Erasmo Castro spends much of his day going around town taking selfies and then posting them to his social media pages. After his election to the school board he began visiting campuses and taking his photos there. The board issued a reminder that its own members are bound by the same rules that govern unauthorized visits to campuses and the photography of children without permission. That is a valid reminder that the rules exist for a reason, and a seat on the school board is not sanction to disregard any regulation.
The board also added the following statement to its operating procedures manual: “An individual board member shall not, in public or in private, nor on social media, demean, attack, disparage or speak ill of the district or another board member or members.”
The intent is understandable; public bickering invites members of the public, and even district employees, to break into factions that could affect the administration of district duties. And a simple request that board members, and anyone else associated with the district, behave themselves isn’t a problem.
Imposing an outright ban on criticism, however, is a problem.
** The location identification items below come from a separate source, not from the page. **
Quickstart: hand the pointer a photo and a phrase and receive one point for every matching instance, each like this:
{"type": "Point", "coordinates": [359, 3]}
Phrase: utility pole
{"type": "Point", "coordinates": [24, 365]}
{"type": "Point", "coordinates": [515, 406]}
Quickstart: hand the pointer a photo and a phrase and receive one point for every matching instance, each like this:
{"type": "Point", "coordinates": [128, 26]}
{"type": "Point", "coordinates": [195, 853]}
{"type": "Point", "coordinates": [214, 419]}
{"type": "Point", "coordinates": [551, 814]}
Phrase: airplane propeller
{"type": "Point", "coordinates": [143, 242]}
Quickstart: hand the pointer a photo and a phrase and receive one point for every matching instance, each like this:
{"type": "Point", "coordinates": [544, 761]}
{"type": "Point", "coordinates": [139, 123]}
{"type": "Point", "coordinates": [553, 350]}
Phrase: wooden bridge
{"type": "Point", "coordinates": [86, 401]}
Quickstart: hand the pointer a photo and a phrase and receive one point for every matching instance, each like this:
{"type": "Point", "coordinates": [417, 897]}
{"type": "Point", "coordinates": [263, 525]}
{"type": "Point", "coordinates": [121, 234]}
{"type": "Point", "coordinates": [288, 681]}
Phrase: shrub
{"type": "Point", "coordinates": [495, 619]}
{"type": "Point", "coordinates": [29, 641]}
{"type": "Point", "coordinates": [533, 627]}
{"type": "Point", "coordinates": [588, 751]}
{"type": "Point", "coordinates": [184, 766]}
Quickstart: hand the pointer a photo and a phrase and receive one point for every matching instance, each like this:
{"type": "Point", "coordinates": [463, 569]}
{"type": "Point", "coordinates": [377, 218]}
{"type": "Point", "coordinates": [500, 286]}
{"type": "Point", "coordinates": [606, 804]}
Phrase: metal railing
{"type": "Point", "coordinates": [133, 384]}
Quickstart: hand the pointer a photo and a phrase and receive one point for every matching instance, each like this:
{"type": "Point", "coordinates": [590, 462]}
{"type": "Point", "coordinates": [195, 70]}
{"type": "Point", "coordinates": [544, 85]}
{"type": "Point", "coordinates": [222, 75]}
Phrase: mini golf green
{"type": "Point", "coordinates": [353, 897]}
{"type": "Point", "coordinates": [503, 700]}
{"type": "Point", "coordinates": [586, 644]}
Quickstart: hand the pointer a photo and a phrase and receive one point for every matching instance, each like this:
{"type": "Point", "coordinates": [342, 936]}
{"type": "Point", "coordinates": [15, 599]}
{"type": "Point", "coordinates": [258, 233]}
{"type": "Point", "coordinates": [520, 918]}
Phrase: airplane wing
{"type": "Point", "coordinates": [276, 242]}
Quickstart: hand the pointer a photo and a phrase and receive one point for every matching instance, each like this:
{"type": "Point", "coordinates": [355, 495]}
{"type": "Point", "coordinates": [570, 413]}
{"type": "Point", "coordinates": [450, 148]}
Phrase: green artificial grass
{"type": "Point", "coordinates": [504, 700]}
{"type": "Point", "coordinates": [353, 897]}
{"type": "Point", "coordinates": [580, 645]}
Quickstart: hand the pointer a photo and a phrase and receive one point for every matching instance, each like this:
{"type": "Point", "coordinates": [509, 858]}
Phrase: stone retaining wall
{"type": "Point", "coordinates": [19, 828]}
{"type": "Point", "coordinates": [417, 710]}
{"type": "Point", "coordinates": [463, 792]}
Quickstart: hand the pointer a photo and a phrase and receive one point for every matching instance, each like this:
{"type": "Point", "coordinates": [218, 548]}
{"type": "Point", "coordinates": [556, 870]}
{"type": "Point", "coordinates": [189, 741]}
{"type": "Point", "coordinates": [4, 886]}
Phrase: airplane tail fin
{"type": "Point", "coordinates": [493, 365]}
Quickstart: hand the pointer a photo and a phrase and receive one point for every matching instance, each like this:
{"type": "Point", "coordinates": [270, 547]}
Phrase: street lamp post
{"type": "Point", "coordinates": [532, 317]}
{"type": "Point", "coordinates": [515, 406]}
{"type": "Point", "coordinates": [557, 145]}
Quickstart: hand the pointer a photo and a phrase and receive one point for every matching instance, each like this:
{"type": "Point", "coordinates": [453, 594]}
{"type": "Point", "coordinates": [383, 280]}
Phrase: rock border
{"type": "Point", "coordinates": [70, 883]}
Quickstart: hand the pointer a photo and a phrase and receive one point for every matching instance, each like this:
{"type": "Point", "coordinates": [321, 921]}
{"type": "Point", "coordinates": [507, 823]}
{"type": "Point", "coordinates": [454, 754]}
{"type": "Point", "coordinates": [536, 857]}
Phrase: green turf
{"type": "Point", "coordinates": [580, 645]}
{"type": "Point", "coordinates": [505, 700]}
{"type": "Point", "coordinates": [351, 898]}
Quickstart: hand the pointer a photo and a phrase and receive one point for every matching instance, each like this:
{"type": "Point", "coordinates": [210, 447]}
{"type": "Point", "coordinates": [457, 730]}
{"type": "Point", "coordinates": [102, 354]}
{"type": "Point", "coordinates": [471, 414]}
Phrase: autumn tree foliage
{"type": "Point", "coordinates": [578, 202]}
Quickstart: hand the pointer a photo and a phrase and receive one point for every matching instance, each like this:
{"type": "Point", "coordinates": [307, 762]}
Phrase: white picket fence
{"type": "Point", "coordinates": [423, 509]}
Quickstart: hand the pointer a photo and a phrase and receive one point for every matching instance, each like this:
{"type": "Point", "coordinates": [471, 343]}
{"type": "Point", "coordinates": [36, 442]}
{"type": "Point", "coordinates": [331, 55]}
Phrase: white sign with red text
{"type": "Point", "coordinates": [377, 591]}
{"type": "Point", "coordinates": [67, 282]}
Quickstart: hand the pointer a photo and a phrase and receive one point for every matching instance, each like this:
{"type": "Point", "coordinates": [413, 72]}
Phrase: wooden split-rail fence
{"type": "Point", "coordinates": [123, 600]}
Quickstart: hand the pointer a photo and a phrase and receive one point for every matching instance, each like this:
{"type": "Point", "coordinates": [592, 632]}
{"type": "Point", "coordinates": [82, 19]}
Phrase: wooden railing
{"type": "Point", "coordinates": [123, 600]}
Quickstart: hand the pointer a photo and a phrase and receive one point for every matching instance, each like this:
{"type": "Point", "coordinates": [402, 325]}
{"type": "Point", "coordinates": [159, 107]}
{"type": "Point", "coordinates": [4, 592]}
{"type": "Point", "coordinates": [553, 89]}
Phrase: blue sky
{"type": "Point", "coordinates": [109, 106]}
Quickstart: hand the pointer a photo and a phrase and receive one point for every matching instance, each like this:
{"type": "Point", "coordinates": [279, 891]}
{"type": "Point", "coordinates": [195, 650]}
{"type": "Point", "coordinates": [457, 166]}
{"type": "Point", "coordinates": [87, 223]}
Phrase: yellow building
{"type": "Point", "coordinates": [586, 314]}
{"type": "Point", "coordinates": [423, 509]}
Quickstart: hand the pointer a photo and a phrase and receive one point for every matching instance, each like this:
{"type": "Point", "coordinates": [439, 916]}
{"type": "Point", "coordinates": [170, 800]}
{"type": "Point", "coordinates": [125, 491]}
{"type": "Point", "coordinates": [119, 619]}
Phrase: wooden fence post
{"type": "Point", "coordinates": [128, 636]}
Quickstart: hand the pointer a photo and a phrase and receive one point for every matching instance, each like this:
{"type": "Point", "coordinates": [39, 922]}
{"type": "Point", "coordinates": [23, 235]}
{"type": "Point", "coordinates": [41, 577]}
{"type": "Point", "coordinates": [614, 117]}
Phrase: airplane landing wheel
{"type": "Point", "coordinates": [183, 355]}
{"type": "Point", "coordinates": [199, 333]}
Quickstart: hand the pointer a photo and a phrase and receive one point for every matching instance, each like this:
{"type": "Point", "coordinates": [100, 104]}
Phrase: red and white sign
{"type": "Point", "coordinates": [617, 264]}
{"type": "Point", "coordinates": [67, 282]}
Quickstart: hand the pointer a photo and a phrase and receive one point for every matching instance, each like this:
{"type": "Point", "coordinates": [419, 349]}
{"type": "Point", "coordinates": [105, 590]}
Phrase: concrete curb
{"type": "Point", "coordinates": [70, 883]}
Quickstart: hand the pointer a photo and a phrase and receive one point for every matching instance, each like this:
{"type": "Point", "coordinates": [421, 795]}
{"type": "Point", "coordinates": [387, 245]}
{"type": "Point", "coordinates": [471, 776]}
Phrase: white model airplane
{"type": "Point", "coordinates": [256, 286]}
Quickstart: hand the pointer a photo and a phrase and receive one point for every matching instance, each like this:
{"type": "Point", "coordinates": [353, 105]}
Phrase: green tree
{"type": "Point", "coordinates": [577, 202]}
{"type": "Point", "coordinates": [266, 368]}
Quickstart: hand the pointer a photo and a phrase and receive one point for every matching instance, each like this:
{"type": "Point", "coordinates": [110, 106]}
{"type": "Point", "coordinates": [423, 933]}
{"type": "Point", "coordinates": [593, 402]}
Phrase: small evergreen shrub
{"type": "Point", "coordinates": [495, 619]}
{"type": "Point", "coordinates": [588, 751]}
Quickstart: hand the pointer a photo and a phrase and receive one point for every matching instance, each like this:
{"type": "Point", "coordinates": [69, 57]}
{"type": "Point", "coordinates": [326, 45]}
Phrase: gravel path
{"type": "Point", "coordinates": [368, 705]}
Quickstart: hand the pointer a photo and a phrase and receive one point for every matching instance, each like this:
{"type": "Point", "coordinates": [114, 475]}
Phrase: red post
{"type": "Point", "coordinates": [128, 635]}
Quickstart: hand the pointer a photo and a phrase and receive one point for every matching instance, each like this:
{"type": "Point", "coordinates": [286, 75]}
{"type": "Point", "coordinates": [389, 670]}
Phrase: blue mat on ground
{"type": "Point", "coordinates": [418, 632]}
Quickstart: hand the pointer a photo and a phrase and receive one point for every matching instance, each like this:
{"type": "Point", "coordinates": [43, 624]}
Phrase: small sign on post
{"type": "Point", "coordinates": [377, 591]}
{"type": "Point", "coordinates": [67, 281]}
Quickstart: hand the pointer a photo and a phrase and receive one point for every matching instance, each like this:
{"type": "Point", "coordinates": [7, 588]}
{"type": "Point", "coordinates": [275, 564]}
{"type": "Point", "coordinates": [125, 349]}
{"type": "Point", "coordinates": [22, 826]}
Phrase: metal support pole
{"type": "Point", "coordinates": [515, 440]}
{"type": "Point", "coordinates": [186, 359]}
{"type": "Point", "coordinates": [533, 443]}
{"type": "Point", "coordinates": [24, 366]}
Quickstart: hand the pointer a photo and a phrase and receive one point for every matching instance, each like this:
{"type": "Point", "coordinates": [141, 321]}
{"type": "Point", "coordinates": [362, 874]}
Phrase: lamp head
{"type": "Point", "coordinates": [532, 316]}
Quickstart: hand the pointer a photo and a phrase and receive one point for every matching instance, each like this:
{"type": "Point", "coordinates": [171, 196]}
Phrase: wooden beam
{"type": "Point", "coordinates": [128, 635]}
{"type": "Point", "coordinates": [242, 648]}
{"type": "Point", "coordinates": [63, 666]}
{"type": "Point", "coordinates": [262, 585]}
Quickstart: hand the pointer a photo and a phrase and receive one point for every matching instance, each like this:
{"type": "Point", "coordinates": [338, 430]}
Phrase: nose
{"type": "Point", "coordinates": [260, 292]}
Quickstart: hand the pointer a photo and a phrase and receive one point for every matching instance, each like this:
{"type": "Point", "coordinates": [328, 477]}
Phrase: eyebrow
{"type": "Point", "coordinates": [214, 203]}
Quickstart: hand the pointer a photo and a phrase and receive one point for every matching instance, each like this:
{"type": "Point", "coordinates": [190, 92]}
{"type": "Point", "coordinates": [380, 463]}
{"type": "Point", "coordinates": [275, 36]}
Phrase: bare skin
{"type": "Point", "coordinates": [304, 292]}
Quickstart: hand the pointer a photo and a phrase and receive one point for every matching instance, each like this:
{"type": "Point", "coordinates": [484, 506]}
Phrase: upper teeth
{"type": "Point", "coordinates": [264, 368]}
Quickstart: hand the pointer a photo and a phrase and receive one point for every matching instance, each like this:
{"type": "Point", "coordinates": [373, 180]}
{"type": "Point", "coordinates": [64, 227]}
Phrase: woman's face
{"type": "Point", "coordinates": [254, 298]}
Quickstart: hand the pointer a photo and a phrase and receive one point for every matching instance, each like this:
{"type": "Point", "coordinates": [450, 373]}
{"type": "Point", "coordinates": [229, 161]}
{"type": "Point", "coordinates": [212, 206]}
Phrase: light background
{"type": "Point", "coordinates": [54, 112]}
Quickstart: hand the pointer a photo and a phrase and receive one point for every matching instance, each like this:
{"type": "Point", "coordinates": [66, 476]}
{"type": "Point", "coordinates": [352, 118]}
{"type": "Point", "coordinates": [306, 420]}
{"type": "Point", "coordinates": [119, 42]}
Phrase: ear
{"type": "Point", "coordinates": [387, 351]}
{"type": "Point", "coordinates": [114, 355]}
Election to a political board does not remove a person’s constitutional right to speak freely. Moreover, there is no hard and fast definition of demeaning or disparaging speech. When is a candid statement regarding campus security or the application of district funds a valid expression of concerns, and when does it cross the line to become speaking ill of members who favor the proposal or situation that raised the speaker’s concerns? Who gets to make that decision?
Will the rule, however benign its intent might be, serve to muzzle board members who find fault with a policy or proposal, or prevent them from offering ideas that might be better than those one the table or that could improve the district?
It should be enough to offer simple reminders that district policies apply to everyone, including board members, and that as public representatives of the district they should be judicious and respectful in their actions and public statements. Imposing limits on free speech only opens a new can of worms while trying to seal another.